# Spatial Data Structures
- KD-Trees for nearest neighbor search
- Real examples: Location search, Recommendation systems

In [None]:
import numpy as np
from scipy.spatial import KDTree, cKDTree
import matplotlib.pyplot as plt
print('Spatial data structures module loaded')

## KD-Tree Basics
**Purpose**: Fast nearest neighbor search in multi-dimensional space

**Complexity**:
- Build: O(n log n)
- Query: O(log n) average
- Brute force: O(n)

**Use when**: Need repeated nearest neighbor queries

**cKDTree**: C implementation, faster

In [None]:
# Random points in 2D
np.random.seed(42)
points = np.random.rand(1000, 2) * 100

print(f'Building KD-Tree')
print(f'  Points: {len(points)}')
print(f'  Dimensions: {points.shape[1]}\n')

# Build tree
tree = KDTree(points)
print(f'Tree built successfully')
print(f'  Tree size: {tree.n} points')
print(f'  Tree depth: ~{int(np.log2(tree.n))}')

## Nearest Neighbor Query
Find k nearest neighbors to a query point

**Methods**:
- `query(x, k)`: k nearest neighbors
- `query_ball_point(x, r)`: All within radius r
- `query_pairs(r)`: All pairs within distance r

In [None]:
# Query point
query_point = np.array([50, 50])
k = 5

print(f'Query: Find {k} nearest neighbors to {query_point}\n')

# k-NN search
distances, indices = tree.query(query_point, k=k)

print(f'Results:')
for i, (dist, idx) in enumerate(zip(distances, indices)):
    print(f'  {i+1}. Point {idx}: {points[idx]}, distance={dist:.2f}')

## Range Search
Find all points within radius r

In [None]:
# Range query
radius = 10
indices_range = tree.query_ball_point(query_point, r=radius)
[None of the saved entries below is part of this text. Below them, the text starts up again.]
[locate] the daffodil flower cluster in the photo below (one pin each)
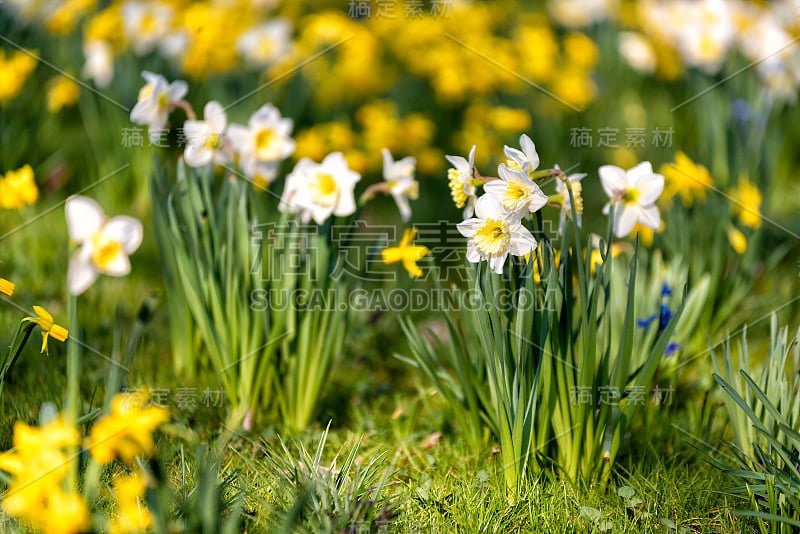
(38, 466)
(313, 190)
(702, 34)
(40, 462)
(496, 230)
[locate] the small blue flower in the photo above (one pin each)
(666, 291)
(664, 318)
(646, 322)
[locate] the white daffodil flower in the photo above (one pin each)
(319, 190)
(634, 192)
(516, 192)
(145, 23)
(399, 176)
(460, 177)
(263, 142)
(104, 245)
(152, 107)
(99, 64)
(566, 204)
(525, 160)
(267, 43)
(494, 234)
(204, 138)
(638, 52)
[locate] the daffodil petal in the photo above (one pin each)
(126, 231)
(85, 217)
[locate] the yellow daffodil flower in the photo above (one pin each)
(746, 199)
(62, 92)
(737, 240)
(133, 514)
(14, 71)
(407, 253)
(6, 287)
(685, 178)
(48, 327)
(127, 431)
(18, 189)
(38, 466)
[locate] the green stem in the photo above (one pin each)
(71, 405)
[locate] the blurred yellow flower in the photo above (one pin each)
(596, 259)
(48, 327)
(508, 120)
(537, 43)
(737, 240)
(581, 50)
(38, 466)
(127, 431)
(62, 92)
(18, 189)
(105, 26)
(624, 157)
(66, 513)
(14, 71)
(133, 514)
(6, 287)
(685, 178)
(746, 200)
(407, 253)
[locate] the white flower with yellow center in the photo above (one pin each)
(525, 160)
(145, 23)
(267, 43)
(263, 142)
(707, 34)
(634, 193)
(566, 203)
(153, 105)
(516, 192)
(494, 234)
(459, 178)
(99, 64)
(104, 245)
(399, 176)
(319, 190)
(204, 138)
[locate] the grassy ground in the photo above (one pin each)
(434, 483)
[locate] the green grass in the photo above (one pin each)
(436, 485)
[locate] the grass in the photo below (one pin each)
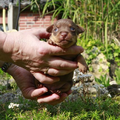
(98, 109)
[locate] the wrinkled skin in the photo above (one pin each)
(64, 34)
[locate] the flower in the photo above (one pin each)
(12, 105)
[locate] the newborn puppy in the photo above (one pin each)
(64, 34)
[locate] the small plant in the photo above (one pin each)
(103, 80)
(117, 73)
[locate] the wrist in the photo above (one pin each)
(2, 39)
(6, 46)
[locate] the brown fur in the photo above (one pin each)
(64, 34)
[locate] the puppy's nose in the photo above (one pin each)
(64, 34)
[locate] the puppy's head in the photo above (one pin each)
(64, 32)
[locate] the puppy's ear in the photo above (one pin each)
(49, 29)
(80, 29)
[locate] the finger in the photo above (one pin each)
(55, 72)
(44, 78)
(33, 93)
(59, 63)
(62, 98)
(37, 92)
(47, 99)
(55, 50)
(41, 33)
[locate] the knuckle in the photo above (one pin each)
(55, 73)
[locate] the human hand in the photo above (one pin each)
(26, 82)
(25, 50)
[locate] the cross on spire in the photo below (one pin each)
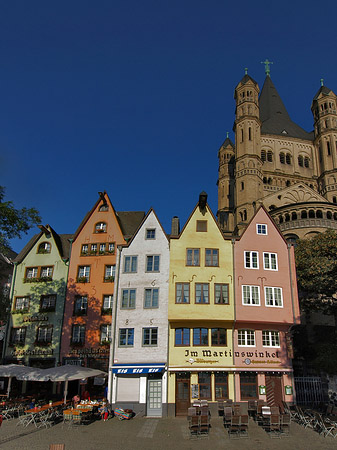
(267, 68)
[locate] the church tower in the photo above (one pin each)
(325, 122)
(248, 165)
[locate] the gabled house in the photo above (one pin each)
(37, 304)
(140, 349)
(266, 308)
(200, 313)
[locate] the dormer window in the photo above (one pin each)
(100, 227)
(44, 247)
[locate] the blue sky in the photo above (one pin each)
(136, 97)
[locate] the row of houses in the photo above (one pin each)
(170, 318)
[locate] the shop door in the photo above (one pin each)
(182, 394)
(154, 398)
(274, 390)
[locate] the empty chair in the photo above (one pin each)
(234, 427)
(244, 425)
(285, 424)
(227, 418)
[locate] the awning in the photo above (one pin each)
(135, 369)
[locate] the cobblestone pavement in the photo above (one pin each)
(142, 433)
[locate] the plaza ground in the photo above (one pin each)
(144, 433)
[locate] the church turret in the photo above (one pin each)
(247, 129)
(325, 124)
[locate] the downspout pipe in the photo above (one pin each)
(9, 315)
(113, 331)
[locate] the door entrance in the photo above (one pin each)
(182, 394)
(154, 398)
(274, 390)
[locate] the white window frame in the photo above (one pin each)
(126, 295)
(151, 292)
(107, 301)
(153, 333)
(251, 259)
(249, 303)
(130, 264)
(273, 299)
(244, 336)
(271, 338)
(268, 257)
(261, 229)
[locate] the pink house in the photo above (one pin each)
(266, 308)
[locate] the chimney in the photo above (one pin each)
(175, 228)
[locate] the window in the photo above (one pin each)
(31, 272)
(83, 274)
(46, 272)
(100, 227)
(219, 336)
(126, 336)
(150, 233)
(204, 379)
(107, 301)
(261, 228)
(44, 334)
(152, 263)
(211, 257)
(81, 305)
(105, 333)
(221, 294)
(128, 298)
(151, 298)
(109, 273)
(221, 385)
(250, 295)
(200, 336)
(150, 337)
(201, 225)
(273, 296)
(78, 334)
(201, 293)
(130, 264)
(248, 386)
(182, 292)
(21, 303)
(182, 336)
(84, 249)
(251, 260)
(246, 338)
(44, 247)
(270, 261)
(18, 335)
(48, 302)
(270, 338)
(192, 257)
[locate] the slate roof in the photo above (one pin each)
(274, 116)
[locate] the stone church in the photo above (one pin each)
(274, 162)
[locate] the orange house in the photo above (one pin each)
(87, 325)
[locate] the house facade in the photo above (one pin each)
(38, 297)
(201, 313)
(266, 308)
(138, 375)
(86, 333)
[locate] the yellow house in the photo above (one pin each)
(200, 313)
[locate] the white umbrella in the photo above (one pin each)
(13, 370)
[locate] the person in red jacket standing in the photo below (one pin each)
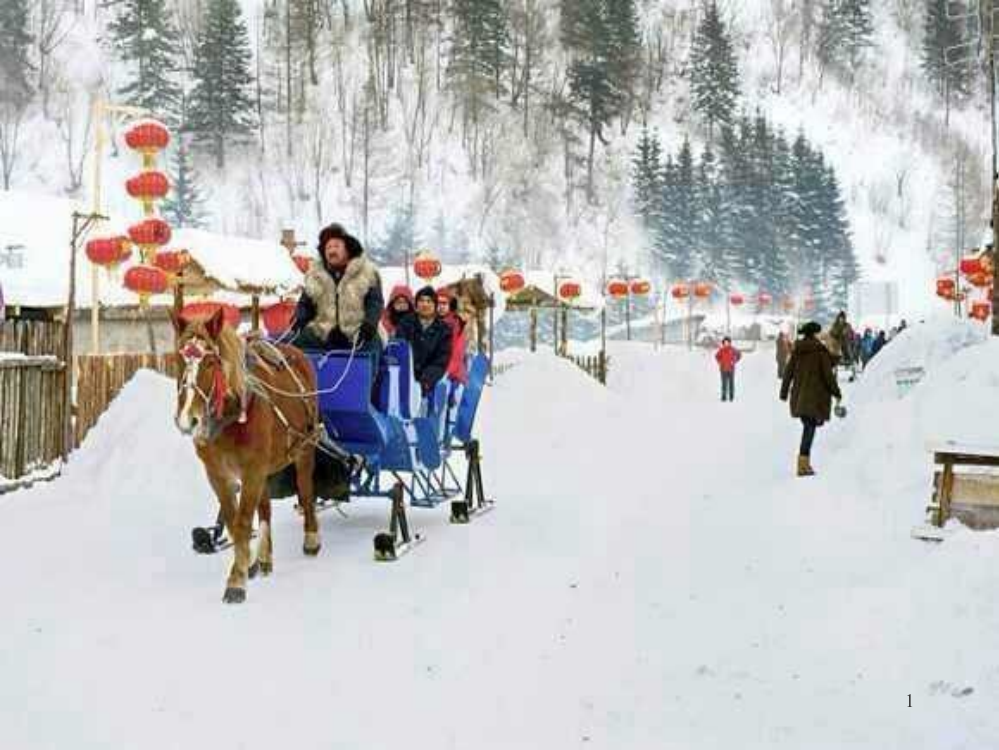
(727, 356)
(447, 309)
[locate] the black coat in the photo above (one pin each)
(431, 348)
(810, 381)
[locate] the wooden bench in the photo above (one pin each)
(965, 486)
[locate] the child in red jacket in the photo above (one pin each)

print(f'Range search: radius={radius}')
print(f'  Found {len(indices_range)} points within range')

## Real Example: Store Locator
Find nearest stores to customer location
Applications: Retail, logistics, delivery

In [None]:
# Store locations (lat, lon in simplified coordinates)
np.random.seed(42)
store_locations = np.random.rand(100, 2) * 50  # 100 stores
store_names = [f'Store_{i:03d}' for i in range(100)]

print('Store Locator System')
print(f'  Total stores: {len(store_locations)}\n')

# Build KD-Tree
store_tree = KDTree(store_locations)

# Customer location
customer_loc = np.array([25.5, 30.2])
print(f'Customer location: {customer_loc}')
print(f'Find 3 nearest stores:\n')

# Find nearest stores
dists, indices = store_tree.query(customer_loc, k=3)

for i, (dist, idx) in enumerate(zip(dists, indices)):
    print(f'  {i+1}. {store_names[idx]}')
    print(f'     Location: {store_locations[idx]}')
    print(f'     Distance: {dist:.2f} km\n')

## Real Example: Recommendation System
Find similar users/items
Collaborative filtering

In [None]:
# User feature vectors (100 users, 20 features)
np.random.seed(42)
n_users = 100
n_features = 20
user_features = np.random.randn(n_users, n_features)

# Normalize (cosine similarity)
user_features = user_features / np.linalg.norm(user_features, axis=1, keepdims=True)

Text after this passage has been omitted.